CPU Caches: Your Program’s Real Performance Friend

CPU caches are inside CPU. They are even faster than RAM. Their size typically is 64KB - 64 MB. Its latency is ~10ns, compared to 100ns to RAM. Caches work by keeping frequently accessed data close to the processor:

  • L1: Smallest, fastest, per-core.
  • L2: Bigger, a bit slower.
  • L3: Shared across cores, larger still.

A cache line is typically 64 bytesthe smallest unit of data fetched from cache. So reading arr[0] (with 4-byte integers) will likely bring in arr[0] through arr[15].

Caches are organized into sets and associativity levels:

  • For example, in a 4-way set-associative cache, each set holds 4 cache lines.
  • Memory addresses are mapped to these sets — which leads to a few interesting behaviors.

Cache Miss Types

A cache miss happens when the data the CPU needs is not in the cache — so it has to go fetch it from a slower memory (like RAM or even disk).

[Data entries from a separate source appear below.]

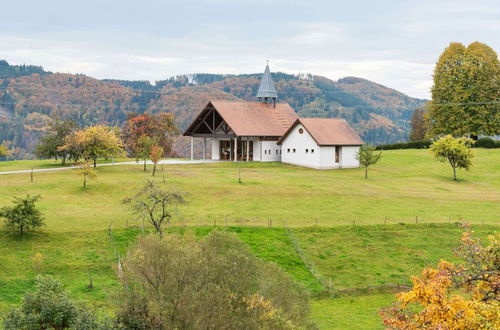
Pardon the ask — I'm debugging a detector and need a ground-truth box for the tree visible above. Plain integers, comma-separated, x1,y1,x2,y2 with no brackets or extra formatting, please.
0,143,8,158
150,144,164,176
76,162,97,189
123,181,186,238
3,276,111,330
428,42,500,137
430,135,474,181
117,232,313,329
60,125,124,168
136,135,156,172
409,106,429,141
380,228,499,329
121,113,178,159
355,145,383,179
35,120,77,164
0,195,44,235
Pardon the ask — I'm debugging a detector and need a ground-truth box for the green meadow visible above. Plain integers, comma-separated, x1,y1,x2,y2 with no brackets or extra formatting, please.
0,149,499,328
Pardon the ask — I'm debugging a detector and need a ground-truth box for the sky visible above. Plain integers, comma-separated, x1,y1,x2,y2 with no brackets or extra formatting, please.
0,0,498,99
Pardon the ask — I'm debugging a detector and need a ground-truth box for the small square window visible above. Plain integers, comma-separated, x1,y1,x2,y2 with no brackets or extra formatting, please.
276,150,279,155
287,148,290,153
305,149,309,153
264,150,267,155
311,149,315,153
293,149,296,153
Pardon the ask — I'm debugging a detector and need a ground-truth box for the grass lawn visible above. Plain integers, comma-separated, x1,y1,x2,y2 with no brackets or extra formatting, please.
0,149,498,232
0,149,498,328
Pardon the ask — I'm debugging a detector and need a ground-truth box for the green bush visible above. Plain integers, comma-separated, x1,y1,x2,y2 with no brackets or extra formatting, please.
474,137,497,148
375,140,431,150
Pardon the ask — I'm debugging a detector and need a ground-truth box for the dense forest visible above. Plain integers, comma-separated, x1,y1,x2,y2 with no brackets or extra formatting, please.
0,60,427,159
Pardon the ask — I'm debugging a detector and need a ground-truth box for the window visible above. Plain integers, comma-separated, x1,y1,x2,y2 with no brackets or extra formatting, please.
276,150,279,155
305,149,309,153
293,149,296,153
287,148,290,153
311,149,315,154
264,150,267,155
298,128,304,134
335,146,341,163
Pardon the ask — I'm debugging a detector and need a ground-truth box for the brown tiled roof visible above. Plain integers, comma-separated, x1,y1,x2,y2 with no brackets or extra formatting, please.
184,100,298,137
278,118,364,146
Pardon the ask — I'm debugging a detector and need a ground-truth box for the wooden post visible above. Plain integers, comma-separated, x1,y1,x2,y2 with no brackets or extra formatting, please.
213,219,216,228
108,222,112,237
203,138,206,160
415,216,418,224
30,168,34,182
246,138,250,161
315,218,318,227
384,216,387,225
234,137,238,162
190,136,194,160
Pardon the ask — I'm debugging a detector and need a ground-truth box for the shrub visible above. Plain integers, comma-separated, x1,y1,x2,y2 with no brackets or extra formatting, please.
375,140,431,150
475,137,497,148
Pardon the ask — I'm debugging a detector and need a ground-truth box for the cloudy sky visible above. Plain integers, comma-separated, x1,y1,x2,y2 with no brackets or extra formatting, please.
0,0,498,99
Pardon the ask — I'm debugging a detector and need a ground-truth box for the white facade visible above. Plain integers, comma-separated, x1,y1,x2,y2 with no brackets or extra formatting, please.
280,123,361,169
209,138,281,162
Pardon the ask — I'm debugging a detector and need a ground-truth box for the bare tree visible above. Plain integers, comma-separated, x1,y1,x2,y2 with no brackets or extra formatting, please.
123,181,186,238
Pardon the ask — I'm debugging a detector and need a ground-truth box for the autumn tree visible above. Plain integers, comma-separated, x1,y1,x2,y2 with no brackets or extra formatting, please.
355,145,383,179
428,42,500,137
0,143,8,158
77,162,97,189
121,113,178,159
409,106,429,141
123,181,186,238
3,276,111,330
430,135,474,181
60,125,124,168
0,195,44,235
35,119,77,164
380,228,499,329
136,135,156,172
150,144,164,176
117,232,313,329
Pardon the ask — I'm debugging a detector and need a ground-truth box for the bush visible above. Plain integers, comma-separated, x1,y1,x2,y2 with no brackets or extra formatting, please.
474,137,497,148
375,140,431,150
117,231,314,329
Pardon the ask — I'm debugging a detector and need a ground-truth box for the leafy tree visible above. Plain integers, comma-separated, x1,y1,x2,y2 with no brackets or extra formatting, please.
409,106,429,141
123,181,186,238
121,113,178,159
60,125,124,168
3,276,112,330
0,195,44,235
380,228,499,329
35,120,77,164
428,42,500,137
430,135,474,181
150,144,164,176
136,135,156,172
0,143,8,158
76,162,97,189
355,145,383,179
117,232,313,329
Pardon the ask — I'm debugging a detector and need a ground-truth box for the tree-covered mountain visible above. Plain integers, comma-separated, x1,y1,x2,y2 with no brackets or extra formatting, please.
0,60,427,159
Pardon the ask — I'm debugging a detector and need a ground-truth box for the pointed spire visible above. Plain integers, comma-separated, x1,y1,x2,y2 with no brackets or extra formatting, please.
256,63,277,101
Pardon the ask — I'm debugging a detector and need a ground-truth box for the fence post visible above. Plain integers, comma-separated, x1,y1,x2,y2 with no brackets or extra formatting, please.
213,219,216,228
415,216,418,224
315,218,318,227
30,168,34,182
448,216,451,223
384,216,387,225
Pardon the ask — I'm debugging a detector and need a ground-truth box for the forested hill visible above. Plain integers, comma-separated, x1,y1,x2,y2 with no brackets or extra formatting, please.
0,60,427,158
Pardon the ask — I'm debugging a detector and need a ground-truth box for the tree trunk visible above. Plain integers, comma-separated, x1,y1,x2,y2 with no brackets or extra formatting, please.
453,167,457,181
158,227,163,239
62,157,66,165
93,158,97,168
20,225,23,236
365,168,368,179
152,164,156,176
84,174,87,188
144,159,147,172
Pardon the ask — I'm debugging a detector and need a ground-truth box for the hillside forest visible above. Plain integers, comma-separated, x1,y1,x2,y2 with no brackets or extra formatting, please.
0,60,426,159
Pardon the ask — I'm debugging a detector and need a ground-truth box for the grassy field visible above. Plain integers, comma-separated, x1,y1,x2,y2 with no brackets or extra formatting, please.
0,149,499,232
0,149,499,328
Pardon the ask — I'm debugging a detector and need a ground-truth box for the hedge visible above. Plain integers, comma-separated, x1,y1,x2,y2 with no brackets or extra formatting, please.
375,140,431,150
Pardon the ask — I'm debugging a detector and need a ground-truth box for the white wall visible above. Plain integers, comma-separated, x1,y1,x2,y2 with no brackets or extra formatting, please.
210,139,220,160
341,146,360,168
259,140,281,162
281,124,321,168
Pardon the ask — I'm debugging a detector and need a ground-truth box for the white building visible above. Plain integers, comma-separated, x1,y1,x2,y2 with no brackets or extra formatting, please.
277,118,363,169
183,64,364,169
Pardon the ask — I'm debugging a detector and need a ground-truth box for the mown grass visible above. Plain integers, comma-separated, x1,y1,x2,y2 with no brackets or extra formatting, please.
0,149,499,232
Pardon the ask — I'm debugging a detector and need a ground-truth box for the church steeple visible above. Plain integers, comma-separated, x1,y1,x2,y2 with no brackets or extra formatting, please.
256,62,277,106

  • Cold Miss: First-time access.

  • Conflict Miss: Two memory addresses map to the same cache set. If that set is full, one must be evicted — even if the rest of the cache is empty.

  • Capacity Miss: The working set is too large to fit in the cache.

False Sharing: An Invisible Type Of Multithreading Slowdowns

False sharing occurs when multiple threads access different variables that share a cache line. Even though each thread is logically isolated, the CPU sees contention due to hardware cache coherence protocols.

Example:

1
2
3
4
struct Counters {
    int a; // Thread 1
};
std::vector<SafeCounter> counters(num_threads);

If counters[0], counters[1] are on the same cache line, updates from different threads will invalidate the cache line across cores, causing unnecessary slowdowns. (The result of the final result will be correct.)

1
2
3
4
5
6
7
8
9
10
struct alignas(64) SafeCounter {
    int a; // Thread 1
};

// In C
struct __attribute__((aligned(64))) SafeCounterC {
    int counter;
};

std::vector<SafeCounter> counters(num_threads);

The alignas(64) will make sure the start of the struct is aligned to a 64-byte boundary (the size of a typical cache line). In a small test with 2 thredads, assigning counter incrementing with alignas(64)took 3ms, while without it the program took 12ms.

TL;DR: Align and pad data structures to avoid false sharing!